Apalagi seperti dikatakan Presiden Prabowo Subianto, sepak bola berangkaian dengan pamor sebuah bangsa. Kalau negara mini seperti Tanjung Hijau bisa tampil di putaran final Piala Dunia, semestinya Indonesia pun mampu.
Hanya saja, sepak bola bukan olahraga nan ukuran keberhasilannya berjuntai pada besar jumlah penduduk. Tiongkok dan India nan berpenduduk lebih dari 1 miliar jiwa pun tidak bisa juga tampil di arena Piala Dunia.
Berulang kali kita sampaikan bahwa sepak bola memerlukan ekosistem nan sehat andaikan mau berhasil. Dimulai dari pengurusnya nan mempunyai visi, kompetensi, dan kemauan untuk mencurahkan tenaga dan pikiran bagi kemajuan sepak bola.
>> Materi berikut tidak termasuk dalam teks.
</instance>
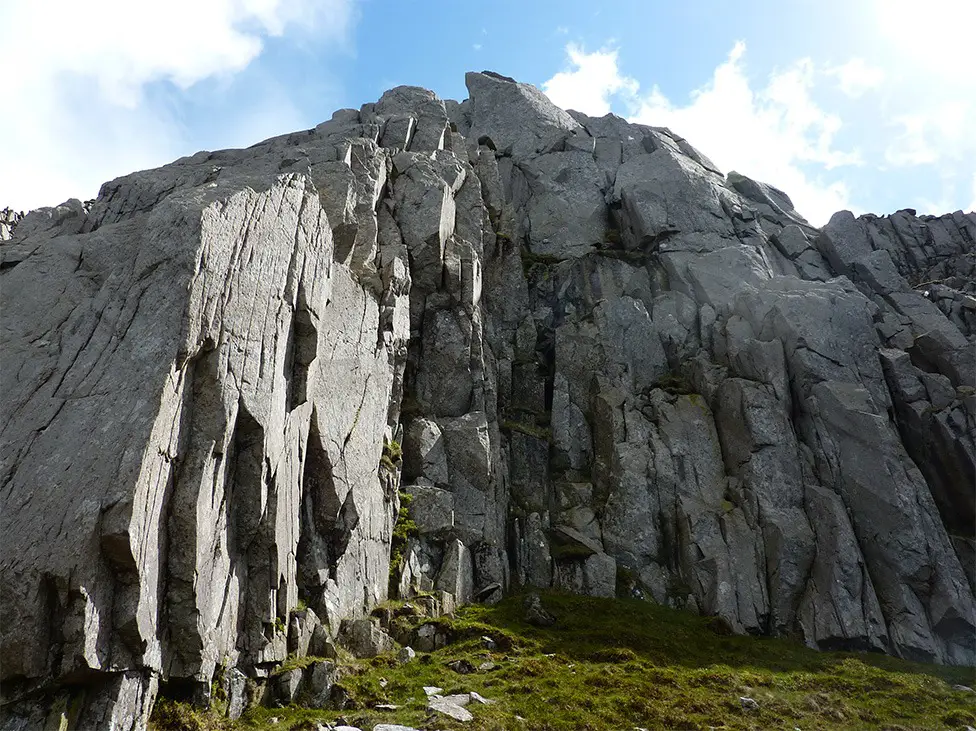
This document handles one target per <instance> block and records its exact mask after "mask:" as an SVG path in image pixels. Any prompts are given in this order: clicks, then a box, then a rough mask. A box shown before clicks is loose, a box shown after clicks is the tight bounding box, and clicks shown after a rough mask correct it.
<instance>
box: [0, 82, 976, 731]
mask: <svg viewBox="0 0 976 731" xmlns="http://www.w3.org/2000/svg"><path fill="white" fill-rule="evenodd" d="M466 80H467V84H468V89H469V94H470V98H469V99H468V100H466V101H464V102H462V103H460V104H459V103H457V102H451V101H441V100H439V99H437V98H436V97H435V96H434V95H433V94H432V93H431V92H429V91H426V90H423V89H419V88H414V87H398V88H396V89H393V90H391V91H389V92H387V93H386V94H384V95H383V97H382V98H381V99H380V100H379V101H378V102H376V103H375V104H367V105H365V106H363V107H362V108H361V109H360V110H340V111H339V112H336V113H335V115H333V118H332V120H330V121H329V122H326V123H324V124H321V125H319V126H318V127H316V128H315V129H313V130H308V131H305V132H298V133H294V134H290V135H286V136H283V137H279V138H275V139H272V140H268V141H266V142H262V143H260V144H258V145H255V146H253V147H251V148H248V149H246V150H225V151H220V152H213V153H210V152H201V153H198V154H197V155H194V156H192V157H188V158H183V159H181V160H178V161H176V162H174V163H172V164H171V165H168V166H166V167H163V168H160V169H158V170H151V171H146V172H141V173H136V174H133V175H129V176H126V177H123V178H119V179H117V180H114V181H111V182H109V183H106V184H105V185H104V186H103V187H102V190H101V192H100V194H99V197H98V199H97V200H96V201H94V202H93V203H91V204H90V205H87V204H86V205H83V204H82V203H80V202H79V201H74V200H73V201H68V202H66V203H64V204H62V205H61V206H58V207H56V208H47V209H40V210H37V211H33V212H31V213H30V214H29V215H27V216H26V217H24V218H22V219H20V218H17V219H16V220H14V219H13V217H10V221H7V220H6V219H4V225H5V226H6V228H5V229H4V231H5V234H4V236H0V238H4V240H3V241H2V245H0V295H2V310H0V338H2V342H0V348H2V354H3V355H2V359H3V362H2V368H0V383H2V390H3V394H4V399H3V402H2V406H0V408H2V411H0V456H2V466H0V508H2V509H0V611H2V615H0V619H2V622H0V627H2V629H0V681H2V689H3V696H4V703H5V705H4V706H3V708H2V710H0V728H2V729H29V728H35V727H37V728H40V727H44V724H46V723H52V722H55V727H57V724H58V723H60V721H59V720H58V719H66V720H67V722H68V723H69V724H70V725H71V726H72V727H79V728H96V727H97V728H112V729H123V730H129V729H142V728H144V727H145V723H146V718H147V715H148V713H149V710H150V708H151V706H152V703H153V700H154V698H155V696H156V694H157V693H158V692H159V689H160V687H163V688H164V691H165V692H166V693H168V694H172V695H176V696H180V697H192V698H195V699H196V700H198V701H200V702H206V700H207V698H208V694H209V692H210V687H211V682H212V680H213V679H214V678H215V676H218V675H220V676H221V677H223V678H224V680H225V683H228V684H229V685H228V686H227V687H231V686H233V687H234V688H236V690H235V691H233V692H232V693H230V694H229V695H230V696H232V697H233V698H234V699H236V700H234V702H233V703H231V704H230V705H231V706H233V707H234V708H236V709H237V711H236V712H237V713H239V712H240V709H241V707H242V704H243V703H244V700H243V697H244V696H243V694H244V690H243V687H244V681H243V680H242V679H241V678H243V677H245V676H246V678H247V681H246V682H247V683H248V684H251V685H252V686H254V687H257V688H258V689H259V690H260V689H262V688H263V692H265V693H266V694H270V693H281V692H284V693H285V694H286V695H288V694H291V695H294V693H297V692H299V689H300V688H302V687H304V686H302V685H301V677H300V676H299V677H297V678H294V683H293V684H292V685H294V687H291V686H289V687H288V688H285V689H284V690H282V689H281V688H277V686H275V688H272V687H270V685H269V684H267V683H265V682H264V679H266V678H267V677H268V675H269V672H270V671H271V669H273V668H274V667H275V666H276V664H277V663H279V662H280V661H282V660H283V659H284V658H285V656H286V654H287V653H288V652H289V651H295V649H294V648H295V647H299V646H300V647H301V648H302V649H301V651H302V652H308V650H307V648H308V646H309V645H310V644H317V646H320V647H332V645H331V642H332V640H334V639H335V637H336V635H337V633H338V632H339V629H340V623H341V621H342V620H343V619H355V618H357V617H360V616H363V615H364V614H366V613H367V612H368V611H369V610H370V609H371V608H372V606H373V605H375V604H376V603H377V602H379V601H381V600H382V599H384V598H386V597H387V594H388V587H389V586H393V587H395V588H397V590H398V592H399V593H400V594H402V595H405V596H409V595H411V594H412V593H414V592H416V591H418V590H433V589H436V590H439V591H441V592H448V593H450V594H451V595H453V597H452V598H447V597H446V596H445V601H448V602H450V601H453V599H457V600H460V601H472V600H477V601H493V600H496V599H497V598H498V597H499V596H501V593H502V592H503V591H506V590H508V589H509V588H510V587H512V586H515V585H534V586H542V587H545V586H554V587H559V588H565V589H570V590H573V591H579V592H587V593H591V594H595V595H607V596H612V595H614V594H622V593H626V594H631V595H636V596H642V597H645V598H646V599H648V600H653V601H657V602H662V603H669V604H672V605H675V606H679V607H686V608H689V609H692V610H694V611H698V612H703V613H709V614H718V615H721V616H723V617H724V618H725V619H726V620H727V621H728V622H729V624H730V625H731V626H732V627H733V628H734V629H735V630H736V631H739V632H751V633H757V634H767V633H777V634H787V635H792V636H795V637H799V638H802V639H803V640H804V641H805V642H807V643H808V644H809V645H811V646H814V647H820V648H855V649H874V650H881V651H885V652H889V653H892V654H897V655H901V656H905V657H909V658H914V659H921V660H929V661H934V662H943V663H974V662H976V648H974V637H976V635H974V627H976V618H974V613H976V601H974V591H976V576H974V561H976V541H974V535H976V528H974V519H976V518H974V516H976V508H974V490H973V487H974V484H976V388H974V386H976V365H974V353H976V349H974V345H976V284H974V282H976V214H973V213H969V214H964V213H962V212H956V213H954V214H951V215H946V216H942V217H938V218H936V217H930V216H923V217H919V216H916V215H915V213H914V212H912V211H908V210H905V211H899V212H897V213H895V214H893V215H891V216H888V217H875V216H862V217H860V218H854V217H853V216H852V215H851V214H850V213H846V212H841V213H838V214H836V215H835V216H834V217H833V218H832V219H831V221H830V222H829V223H828V225H827V226H825V227H824V228H822V229H819V230H818V229H816V228H814V227H812V226H810V225H808V224H807V222H806V221H805V220H804V219H803V218H802V217H801V216H800V214H798V213H797V212H796V211H795V210H794V209H793V205H792V203H791V202H790V200H789V198H788V196H787V195H786V194H785V193H783V192H781V191H779V190H776V189H775V188H772V187H770V186H767V185H763V184H761V183H757V182H755V181H752V180H750V179H749V178H746V177H744V176H742V175H739V174H737V173H729V174H728V175H727V176H723V175H722V174H721V172H720V171H718V170H717V169H716V168H715V166H714V165H713V164H712V163H711V162H710V161H709V160H708V159H707V158H705V157H704V156H703V155H701V154H700V153H699V152H697V151H696V150H695V149H694V148H693V147H691V146H690V145H689V144H688V143H687V142H686V141H685V140H684V139H682V138H681V137H679V136H677V135H675V134H674V133H672V132H671V131H669V130H667V129H664V128H655V127H647V126H642V125H633V124H628V123H627V122H625V121H624V120H622V119H619V118H617V117H614V116H607V117H604V118H602V119H593V118H589V117H586V116H584V115H582V114H578V113H575V112H571V113H567V112H565V111H563V110H560V109H557V108H556V107H555V106H553V105H552V104H550V103H549V102H548V100H547V99H546V98H545V97H544V96H543V95H542V94H541V93H539V92H538V91H537V90H536V89H534V88H532V87H529V86H527V85H522V84H518V83H516V82H514V81H512V80H509V79H506V78H504V77H500V76H498V75H495V74H491V73H488V72H486V73H481V74H478V73H473V74H469V75H468V76H467V79H466ZM14 224H15V225H14ZM5 237H8V238H5ZM394 441H395V442H397V443H402V449H403V457H402V461H401V460H400V458H399V456H398V455H397V454H396V453H395V450H394V449H393V448H392V443H393V442H394ZM384 445H391V446H389V447H385V446H384ZM391 455H392V456H394V457H396V459H395V460H394V459H390V456H391ZM401 482H402V483H403V488H404V490H405V491H406V492H408V493H409V494H411V495H412V496H413V503H412V505H413V506H415V507H414V511H415V516H416V522H417V524H418V527H419V528H420V531H421V532H420V535H419V537H416V538H413V539H411V540H410V542H409V543H408V545H407V546H406V547H405V551H404V554H405V555H404V557H403V561H402V568H401V569H399V570H398V571H397V574H396V575H395V576H392V577H390V575H389V574H390V546H391V535H392V529H393V524H394V520H395V518H396V515H397V511H398V509H399V491H398V487H399V485H400V483H401ZM300 603H301V604H300ZM302 606H307V607H308V608H309V609H310V610H312V612H308V611H307V610H305V609H302V608H301V607H302ZM309 616H311V617H314V618H315V621H314V622H312V623H311V624H308V622H309V621H310V620H308V617H309ZM319 620H321V625H319V624H318V622H319ZM306 625H307V626H306ZM289 627H291V628H292V629H291V632H292V634H293V635H295V637H298V638H303V639H295V637H293V638H292V639H289ZM296 633H297V634H296ZM289 643H291V646H290V645H289ZM296 643H297V644H296ZM313 654H315V653H313ZM323 667H325V666H323ZM232 668H233V670H231V669H232ZM242 674H243V675H242ZM323 677H325V676H323ZM330 677H331V676H330ZM308 682H309V683H311V680H309V681H308ZM278 685H280V683H278ZM326 686H331V683H324V684H323V683H319V684H317V685H315V687H316V688H318V689H319V690H321V689H322V688H325V687H326ZM309 687H311V686H309ZM316 692H318V691H316ZM323 692H324V691H323ZM235 693H236V695H235ZM251 695H252V696H253V694H251ZM248 697H251V696H248ZM52 719H53V721H52Z"/></svg>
Dengan pengurus nan mempunyai komitmen kuat, bakal terbangun jumlah pembimbing berbobot nan mencukupi, klub nan berorientasi kepada pembinaan, pemain nan terpacu untuk meningkatkan keterampilan, wasit-wasit nan andal dan dihormati, pemerintah nan peduli menyediakan prasarana sepak bola nan memadai, pengelola kejuaraan liga nan profesional, dan penonton nan menyebarkan semangat, bukan ketakutan.
Mari kita becermin, apakah pengurus PSSI nan ada sekarang ini sudah melakukan semua pekerjaan rumah itu? Apakah tim nasional terbentuk dari sebuah ekosistem nan sehat alias hanya memilih jalan lintas untuk berhasil?
Lalu jika ada nan berkeinginan menjadi Ketua Umum PSSI, apakah mereka membawa langkah pendekatan dan pemikiran nan baru? Sejauh mana konsep nan mereka tawarkan lebih baik daripada konsep nan melangkah sekarang?
Kita mempunyai waktu nyaris satu tahun untuk memandang visi calon-calon Ketua Umum PSSI nan bakal maju. Mari kita gunakan logika sehat untuk memandang konsep nan mereka bakal tawarkan. Bukan saatnya kita hanya berjuntai kepada nama besar. Sudah terlalu sering sepak bola Indonesia diiming-imingi dengan mimpi nan indah. Kenyataannya sepak bola Indonesia tetap berada ada titik nan sama.
Jangan pernah kita bermimpi untuk berbincang di arena Piala Dunia jika kita tidak bisa berhasil di arena ASEAN. Tahapan itu kudu dimulai dengan menjadi nan terbaik di kawasan, kemudian naik ke tingkat Asia, baru dengan itu kita bisa berbincang di level dunia. Sanggup???